The heat treatment apparatus used in the present invention is not limited to the above-mentioned configuration, and for example, a resistance heating element may be provided not only on the upper side of the heat control plate but also on the side peripheral surface of the reaction tube. The heat control plate corresponds to a heating source when viewed from the wafer, and is preferable because it uniformly radiates radiant heat to the wafer, but the heating source may have another configuration.

[0028]

As described above, according to the present invention, since the object to be processed can be rapidly heated to a predetermined temperature and heat-treated at a stable temperature, the object is uniformly heat-treated. be able to.

[Brief description of drawings]

FIG. 1 is a sectional view showing an example of a heat treatment apparatus used in an example of a method of the present invention.
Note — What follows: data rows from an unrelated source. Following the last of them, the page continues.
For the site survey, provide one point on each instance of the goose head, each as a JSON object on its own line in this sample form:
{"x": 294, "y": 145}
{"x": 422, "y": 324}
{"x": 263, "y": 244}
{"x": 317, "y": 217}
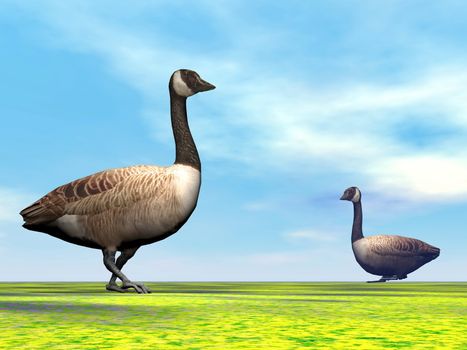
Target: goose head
{"x": 352, "y": 194}
{"x": 186, "y": 83}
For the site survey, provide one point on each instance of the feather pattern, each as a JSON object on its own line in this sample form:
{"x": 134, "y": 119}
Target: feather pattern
{"x": 394, "y": 245}
{"x": 118, "y": 206}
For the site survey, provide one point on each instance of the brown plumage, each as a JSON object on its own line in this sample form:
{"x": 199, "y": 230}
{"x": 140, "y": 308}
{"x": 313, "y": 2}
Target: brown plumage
{"x": 389, "y": 256}
{"x": 123, "y": 209}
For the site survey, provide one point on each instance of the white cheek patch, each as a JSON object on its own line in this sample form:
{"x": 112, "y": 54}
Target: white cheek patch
{"x": 180, "y": 86}
{"x": 356, "y": 196}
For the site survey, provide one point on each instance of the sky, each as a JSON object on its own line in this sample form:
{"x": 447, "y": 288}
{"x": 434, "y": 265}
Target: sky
{"x": 312, "y": 97}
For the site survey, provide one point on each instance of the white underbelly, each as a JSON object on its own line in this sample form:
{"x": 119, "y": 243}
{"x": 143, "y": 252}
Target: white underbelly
{"x": 145, "y": 219}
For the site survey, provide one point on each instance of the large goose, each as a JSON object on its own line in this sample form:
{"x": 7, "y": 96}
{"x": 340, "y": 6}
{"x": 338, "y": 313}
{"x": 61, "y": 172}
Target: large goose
{"x": 392, "y": 257}
{"x": 125, "y": 208}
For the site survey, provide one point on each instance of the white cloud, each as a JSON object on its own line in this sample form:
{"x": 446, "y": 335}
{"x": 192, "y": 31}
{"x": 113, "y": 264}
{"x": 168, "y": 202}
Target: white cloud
{"x": 354, "y": 129}
{"x": 309, "y": 234}
{"x": 284, "y": 122}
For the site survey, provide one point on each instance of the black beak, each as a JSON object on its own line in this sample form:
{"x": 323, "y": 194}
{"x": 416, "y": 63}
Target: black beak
{"x": 204, "y": 86}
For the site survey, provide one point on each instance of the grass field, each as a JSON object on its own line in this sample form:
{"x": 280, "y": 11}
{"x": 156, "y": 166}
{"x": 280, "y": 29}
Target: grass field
{"x": 235, "y": 316}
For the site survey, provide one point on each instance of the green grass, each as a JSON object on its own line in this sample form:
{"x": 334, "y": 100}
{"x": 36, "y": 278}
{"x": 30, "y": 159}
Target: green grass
{"x": 235, "y": 316}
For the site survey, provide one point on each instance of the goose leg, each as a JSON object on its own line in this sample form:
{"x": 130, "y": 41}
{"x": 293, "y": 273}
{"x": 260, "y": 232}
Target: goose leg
{"x": 109, "y": 262}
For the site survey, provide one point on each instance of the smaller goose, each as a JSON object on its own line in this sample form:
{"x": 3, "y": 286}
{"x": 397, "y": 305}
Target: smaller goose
{"x": 392, "y": 257}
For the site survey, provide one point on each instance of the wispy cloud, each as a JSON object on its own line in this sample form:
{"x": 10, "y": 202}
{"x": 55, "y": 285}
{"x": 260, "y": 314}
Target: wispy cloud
{"x": 310, "y": 235}
{"x": 290, "y": 124}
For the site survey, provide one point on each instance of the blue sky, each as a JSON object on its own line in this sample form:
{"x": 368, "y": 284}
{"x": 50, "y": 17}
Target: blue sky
{"x": 311, "y": 98}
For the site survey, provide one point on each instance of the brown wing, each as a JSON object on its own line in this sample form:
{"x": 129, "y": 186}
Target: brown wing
{"x": 401, "y": 246}
{"x": 54, "y": 204}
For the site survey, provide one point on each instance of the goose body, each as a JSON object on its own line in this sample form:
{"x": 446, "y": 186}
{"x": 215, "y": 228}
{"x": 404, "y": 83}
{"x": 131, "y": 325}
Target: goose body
{"x": 118, "y": 208}
{"x": 389, "y": 256}
{"x": 125, "y": 208}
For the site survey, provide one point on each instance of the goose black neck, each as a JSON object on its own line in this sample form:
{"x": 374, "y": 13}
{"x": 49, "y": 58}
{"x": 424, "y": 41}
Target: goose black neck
{"x": 185, "y": 148}
{"x": 357, "y": 232}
FIG. 2 is a characteristic diagram showing a temperature profile of an upper portion in a reaction tube.

FIG. 3 is a characteristic diagram showing an example of a movement pattern of a wafer and a temperature change in the method of the embodiment.
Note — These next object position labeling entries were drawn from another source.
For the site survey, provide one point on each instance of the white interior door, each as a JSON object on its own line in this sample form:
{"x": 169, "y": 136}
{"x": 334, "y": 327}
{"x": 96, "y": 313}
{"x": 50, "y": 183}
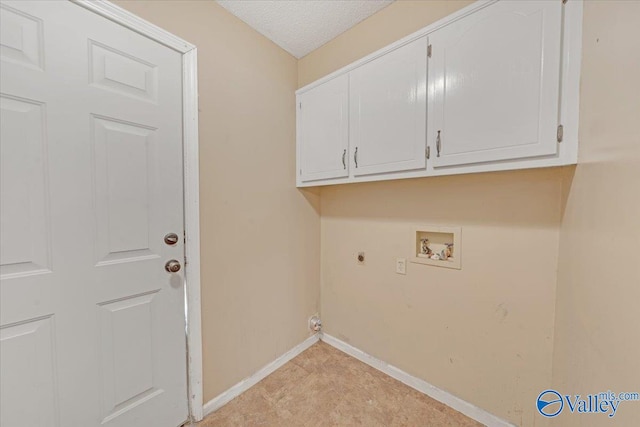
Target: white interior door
{"x": 494, "y": 84}
{"x": 92, "y": 327}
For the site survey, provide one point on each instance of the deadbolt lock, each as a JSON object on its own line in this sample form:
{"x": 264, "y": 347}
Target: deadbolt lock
{"x": 172, "y": 266}
{"x": 171, "y": 239}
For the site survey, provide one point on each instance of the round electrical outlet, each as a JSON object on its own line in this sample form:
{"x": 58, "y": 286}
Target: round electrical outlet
{"x": 315, "y": 324}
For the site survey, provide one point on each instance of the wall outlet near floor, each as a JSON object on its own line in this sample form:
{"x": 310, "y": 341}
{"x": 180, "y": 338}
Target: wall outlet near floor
{"x": 315, "y": 324}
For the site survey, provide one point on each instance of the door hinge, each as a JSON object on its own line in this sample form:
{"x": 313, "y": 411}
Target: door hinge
{"x": 560, "y": 133}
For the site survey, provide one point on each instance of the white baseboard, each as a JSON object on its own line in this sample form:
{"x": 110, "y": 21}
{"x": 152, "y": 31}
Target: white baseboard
{"x": 225, "y": 397}
{"x": 422, "y": 386}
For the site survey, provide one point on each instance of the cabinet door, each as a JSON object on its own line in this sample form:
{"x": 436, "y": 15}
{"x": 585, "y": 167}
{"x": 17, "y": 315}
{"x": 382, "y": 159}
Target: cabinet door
{"x": 323, "y": 131}
{"x": 388, "y": 111}
{"x": 494, "y": 84}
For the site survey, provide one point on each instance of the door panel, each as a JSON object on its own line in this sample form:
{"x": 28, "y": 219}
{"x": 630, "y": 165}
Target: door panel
{"x": 323, "y": 131}
{"x": 388, "y": 111}
{"x": 28, "y": 369}
{"x": 93, "y": 157}
{"x": 494, "y": 97}
{"x": 25, "y": 225}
FIG. 4 is an explanatory diagram showing an enlarged temperature change of a wafer in a method according to an example and a comparative example.
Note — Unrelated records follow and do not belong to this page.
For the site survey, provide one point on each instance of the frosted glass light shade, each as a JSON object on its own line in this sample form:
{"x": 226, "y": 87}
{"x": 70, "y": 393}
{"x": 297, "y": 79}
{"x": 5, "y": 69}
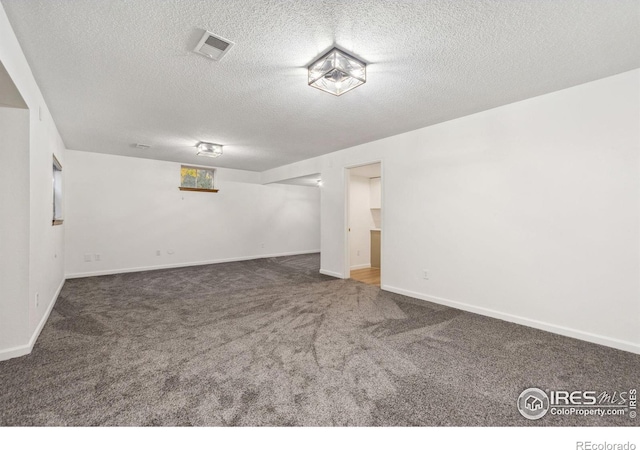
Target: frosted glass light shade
{"x": 209, "y": 149}
{"x": 337, "y": 72}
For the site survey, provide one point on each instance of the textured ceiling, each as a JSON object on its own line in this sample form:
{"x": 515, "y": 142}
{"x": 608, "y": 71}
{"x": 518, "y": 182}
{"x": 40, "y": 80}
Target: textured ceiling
{"x": 310, "y": 180}
{"x": 118, "y": 72}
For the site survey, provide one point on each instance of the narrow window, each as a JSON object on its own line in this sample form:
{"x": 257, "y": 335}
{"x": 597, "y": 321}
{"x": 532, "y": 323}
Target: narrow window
{"x": 197, "y": 179}
{"x": 57, "y": 192}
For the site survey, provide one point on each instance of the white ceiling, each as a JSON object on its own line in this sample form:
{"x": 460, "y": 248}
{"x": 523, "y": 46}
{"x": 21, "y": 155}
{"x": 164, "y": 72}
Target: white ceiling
{"x": 118, "y": 72}
{"x": 310, "y": 180}
{"x": 9, "y": 94}
{"x": 368, "y": 171}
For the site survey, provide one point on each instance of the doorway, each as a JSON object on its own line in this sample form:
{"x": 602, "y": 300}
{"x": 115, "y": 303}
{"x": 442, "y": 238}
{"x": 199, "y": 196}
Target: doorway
{"x": 364, "y": 223}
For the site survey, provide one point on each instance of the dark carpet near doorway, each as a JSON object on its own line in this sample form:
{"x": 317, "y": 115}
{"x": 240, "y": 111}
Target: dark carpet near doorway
{"x": 272, "y": 342}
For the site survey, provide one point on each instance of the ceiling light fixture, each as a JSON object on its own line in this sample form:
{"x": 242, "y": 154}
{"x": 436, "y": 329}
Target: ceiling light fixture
{"x": 336, "y": 72}
{"x": 209, "y": 149}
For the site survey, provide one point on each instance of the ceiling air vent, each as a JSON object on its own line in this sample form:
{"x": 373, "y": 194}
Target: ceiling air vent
{"x": 212, "y": 46}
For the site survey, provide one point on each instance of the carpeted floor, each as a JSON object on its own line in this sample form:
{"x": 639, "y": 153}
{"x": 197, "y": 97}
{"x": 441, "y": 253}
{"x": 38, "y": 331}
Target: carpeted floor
{"x": 272, "y": 342}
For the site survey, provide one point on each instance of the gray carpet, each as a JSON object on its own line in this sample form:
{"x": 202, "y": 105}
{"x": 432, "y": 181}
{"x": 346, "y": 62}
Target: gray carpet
{"x": 272, "y": 342}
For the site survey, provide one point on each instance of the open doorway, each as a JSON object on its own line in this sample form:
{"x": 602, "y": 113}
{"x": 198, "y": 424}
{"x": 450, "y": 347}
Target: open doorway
{"x": 364, "y": 217}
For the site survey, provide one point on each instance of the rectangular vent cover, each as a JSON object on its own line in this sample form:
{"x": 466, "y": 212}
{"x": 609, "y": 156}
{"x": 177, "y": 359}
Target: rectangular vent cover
{"x": 212, "y": 46}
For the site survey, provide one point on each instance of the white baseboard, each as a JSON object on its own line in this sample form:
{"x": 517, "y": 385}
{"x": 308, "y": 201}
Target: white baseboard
{"x": 557, "y": 329}
{"x": 22, "y": 350}
{"x": 331, "y": 274}
{"x": 179, "y": 265}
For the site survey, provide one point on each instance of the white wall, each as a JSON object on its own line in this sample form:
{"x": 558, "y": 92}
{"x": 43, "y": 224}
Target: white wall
{"x": 528, "y": 212}
{"x": 14, "y": 227}
{"x": 46, "y": 254}
{"x": 360, "y": 222}
{"x": 125, "y": 209}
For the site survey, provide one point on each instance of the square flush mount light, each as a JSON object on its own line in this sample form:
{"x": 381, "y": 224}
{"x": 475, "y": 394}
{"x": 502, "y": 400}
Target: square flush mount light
{"x": 209, "y": 149}
{"x": 337, "y": 72}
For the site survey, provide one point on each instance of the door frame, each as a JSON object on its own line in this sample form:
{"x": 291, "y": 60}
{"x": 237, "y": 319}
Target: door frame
{"x": 346, "y": 244}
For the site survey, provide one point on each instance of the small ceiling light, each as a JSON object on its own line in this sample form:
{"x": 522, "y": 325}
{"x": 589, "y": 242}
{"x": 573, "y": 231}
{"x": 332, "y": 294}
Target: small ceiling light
{"x": 337, "y": 72}
{"x": 209, "y": 149}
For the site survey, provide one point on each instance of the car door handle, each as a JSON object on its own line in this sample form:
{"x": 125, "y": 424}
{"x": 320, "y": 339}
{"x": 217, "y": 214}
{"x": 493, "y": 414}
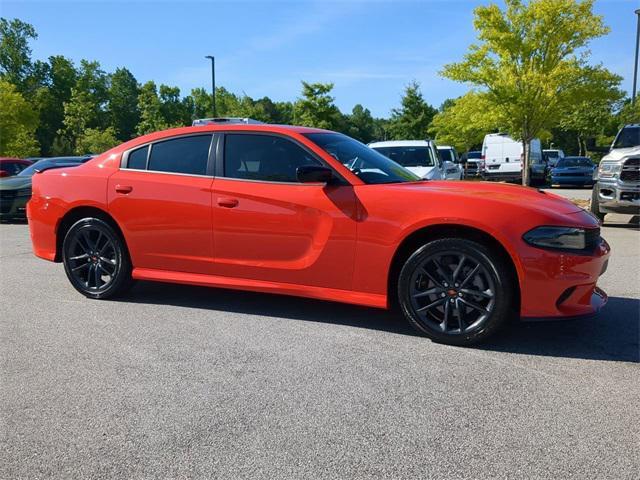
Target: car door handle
{"x": 227, "y": 202}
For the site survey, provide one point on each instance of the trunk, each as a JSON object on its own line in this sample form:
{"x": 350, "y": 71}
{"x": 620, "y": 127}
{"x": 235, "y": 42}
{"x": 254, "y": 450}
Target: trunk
{"x": 525, "y": 162}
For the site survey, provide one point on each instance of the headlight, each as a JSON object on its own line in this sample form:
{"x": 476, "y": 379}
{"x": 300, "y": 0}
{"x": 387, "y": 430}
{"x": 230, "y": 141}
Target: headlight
{"x": 566, "y": 238}
{"x": 608, "y": 170}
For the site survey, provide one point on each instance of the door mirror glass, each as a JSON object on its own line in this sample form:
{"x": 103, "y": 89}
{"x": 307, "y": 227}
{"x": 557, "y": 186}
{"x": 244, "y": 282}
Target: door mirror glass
{"x": 314, "y": 174}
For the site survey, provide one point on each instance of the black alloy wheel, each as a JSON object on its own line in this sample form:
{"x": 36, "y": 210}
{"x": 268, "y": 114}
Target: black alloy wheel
{"x": 95, "y": 259}
{"x": 455, "y": 291}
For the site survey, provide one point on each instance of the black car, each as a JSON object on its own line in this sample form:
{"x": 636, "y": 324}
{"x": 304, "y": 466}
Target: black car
{"x": 15, "y": 191}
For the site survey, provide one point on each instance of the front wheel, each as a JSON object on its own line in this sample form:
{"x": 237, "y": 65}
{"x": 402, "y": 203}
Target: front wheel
{"x": 456, "y": 291}
{"x": 95, "y": 259}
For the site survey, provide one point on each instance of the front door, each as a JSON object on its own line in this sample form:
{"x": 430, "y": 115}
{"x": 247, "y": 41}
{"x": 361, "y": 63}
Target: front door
{"x": 268, "y": 226}
{"x": 162, "y": 201}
FIG. 5 is a characteristic diagram showing a wafer movement pattern and a temperature change in the method of the comparative example.

FIG. 6 is a characteristic diagram showing another example of the movement pattern of the wafer and a temperature change.

[Explanation of symbols]

 DESCRIPTION OF SYMBOLS 1 Reaction tube 21 Insulator 22 Heating means 3 Thermal control plate 41 Gas supply pipe 42 Exhaust pipe 5 Wafer holder W Wafer 60 Control part 61 Elevating shaft

 ─────────────────────────────────────────────────── ─── Continuation of the front page (72) Inventor Wataru Okase 1-24-141, Machiya, Shiroyama-cho, Tsukui-gun, Kanagawa Prefecture Tokyo Electron Tohoku Co., Ltd. Sagami Business Office

Claims (4)

[Claims] 1. A first heating region on one end side of the reaction tube where the temperature is substantially uniform with respect to a position in the lengthwise direction of the reaction tube, and a reaction tube which is continuous with the first heating region. A second heating region having a temperature gradient in which the temperature gradually decreases toward the other end side of the reaction tube, and the object to be treated is moved from the other end side of the reaction tube to the first heating region. A heat treatment method, characterized in that the heat treatment is carried out while being positioned and then slowly moving inside the second heating region to the other end side of the reaction tube. 2. A heating region having a temperature gradient in which the temperature gradually decreases toward the other end of the reaction tube is formed at one end of the reaction tube, and the object to be treated is provided from the other end of the reaction tube. A heat treatment method, characterized in that the heat treatment is carried out by moving it to the heating region, and then gradually moving inside the heating region to the other end side of the reaction tube. 3. The reaction tube is surrounded by a heat insulator, and a heat control plate which is orthogonal to the length direction of the reaction tube is provided outside one end of the reaction tube, and the heat control plate is interposed by a heating means. The heat treatment method according to claim 1 or 2, wherein the inside of the reaction tube is heated. 4. The average temperature gradient of the heating region in which the object to be processed moves toward the other end side of the reaction tube is 20 ° C./cm or less, and the average temperature gradient is 20 ° C./cm or less. Heat treatment method.